Department of Neuroscience, Genentech Inc, South San Francisco, United States.
Department of OMNI Bioinformatics, Genentech Inc, South San Francisco, United States.
Elife. 2023 Aug 9;12:e83451. doi: 10.7554/eLife.83451.
Tumor progression locus 2 (TPL2) (MAP3K8) is a central signaling node in the inflammatory response of peripheral immune cells. We find that TPL2 kinase activity modulates microglial cytokine release and is required for microglia-mediated neuron death in vitro. In acute in vivo neuroinflammation settings, TPL2 kinase activity regulates microglia activation states and brain cytokine levels. In a tauopathy model of chronic neurodegeneration, loss of TPL2 kinase activity reduces neuroinflammation and rescues synapse loss, brain volume loss, and behavioral deficits. Single-cell RNA sequencing analysis indicates that protection in the tauopathy model was associated with reductions in activated microglia subpopulations as well as infiltrating peripheral immune cells. Overall, using various models, we find that TPL2 kinase activity can promote multiple harmful consequences of microglial activation in the brain including cytokine release, iNOS (inducible nitric oxide synthase) induction, astrocyte activation, and immune cell infiltration. Consequently, inhibiting TPL2 kinase activity could represent a potential therapeutic strategy in neurodegenerative conditions.

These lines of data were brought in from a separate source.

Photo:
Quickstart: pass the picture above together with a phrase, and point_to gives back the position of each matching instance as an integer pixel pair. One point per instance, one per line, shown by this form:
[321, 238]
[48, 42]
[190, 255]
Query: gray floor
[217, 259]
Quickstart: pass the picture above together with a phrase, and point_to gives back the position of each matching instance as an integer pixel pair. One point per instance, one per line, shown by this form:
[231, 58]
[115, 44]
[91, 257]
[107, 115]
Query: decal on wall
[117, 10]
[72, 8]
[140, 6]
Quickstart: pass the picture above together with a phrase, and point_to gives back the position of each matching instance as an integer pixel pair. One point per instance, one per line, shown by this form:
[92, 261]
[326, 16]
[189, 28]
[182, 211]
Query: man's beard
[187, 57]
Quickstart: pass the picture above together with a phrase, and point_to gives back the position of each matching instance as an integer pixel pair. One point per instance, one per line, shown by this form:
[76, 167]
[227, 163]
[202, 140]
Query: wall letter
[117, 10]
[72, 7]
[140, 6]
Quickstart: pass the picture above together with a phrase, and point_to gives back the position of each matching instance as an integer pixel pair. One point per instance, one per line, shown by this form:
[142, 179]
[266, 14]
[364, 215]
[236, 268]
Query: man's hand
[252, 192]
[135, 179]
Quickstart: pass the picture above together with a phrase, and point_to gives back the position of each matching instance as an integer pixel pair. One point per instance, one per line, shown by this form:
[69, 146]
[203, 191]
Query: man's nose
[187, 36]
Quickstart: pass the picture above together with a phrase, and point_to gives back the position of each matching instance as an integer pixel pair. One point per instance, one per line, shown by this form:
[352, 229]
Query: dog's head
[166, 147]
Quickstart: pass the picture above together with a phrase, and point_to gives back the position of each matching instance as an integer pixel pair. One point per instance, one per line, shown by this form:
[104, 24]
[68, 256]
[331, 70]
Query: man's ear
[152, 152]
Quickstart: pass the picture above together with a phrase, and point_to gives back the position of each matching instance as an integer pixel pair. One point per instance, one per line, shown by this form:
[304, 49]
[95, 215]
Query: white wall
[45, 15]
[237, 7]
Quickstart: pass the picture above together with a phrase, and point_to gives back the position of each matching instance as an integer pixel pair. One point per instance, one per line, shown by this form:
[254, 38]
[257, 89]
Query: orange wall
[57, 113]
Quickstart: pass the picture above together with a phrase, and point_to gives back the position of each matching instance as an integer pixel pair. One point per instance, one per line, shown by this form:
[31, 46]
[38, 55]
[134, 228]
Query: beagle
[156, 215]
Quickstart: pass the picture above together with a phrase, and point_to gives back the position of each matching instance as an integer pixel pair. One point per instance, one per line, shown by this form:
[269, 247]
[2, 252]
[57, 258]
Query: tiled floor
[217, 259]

肿瘤进展基因座 2(TPL2)(MAP3K8)是外周免疫细胞炎症反应的核心信号节点。我们发现 TPL2 激酶活性调节小胶质细胞细胞因子的释放,并且是小胶质细胞介导的体外神经元死亡所必需的。在急性体内神经炎症环境中,TPL2 激酶活性调节小胶质细胞的激活状态和大脑细胞因子水平。在慢性神经退行性疾病的 tau 病变模型中,TPL2 激酶活性的丧失减少了神经炎症并挽救了突触丢失、脑容量损失和行为缺陷。单细胞 RNA 测序分析表明,tau 病变模型中的保护与激活的小胶质细胞亚群以及浸润的外周免疫细胞的减少有关。总的来说,我们使用各种模型发现,TPL2 激酶活性可以促进小胶质细胞激活在大脑中的多种有害后果,包括细胞因子释放、iNOS(诱导型一氧化氮合酶)诱导、星形胶质细胞激活和免疫细胞浸润。因此,抑制 TPL2 激酶活性可能代表神经退行性疾病的一种潜在治疗策略。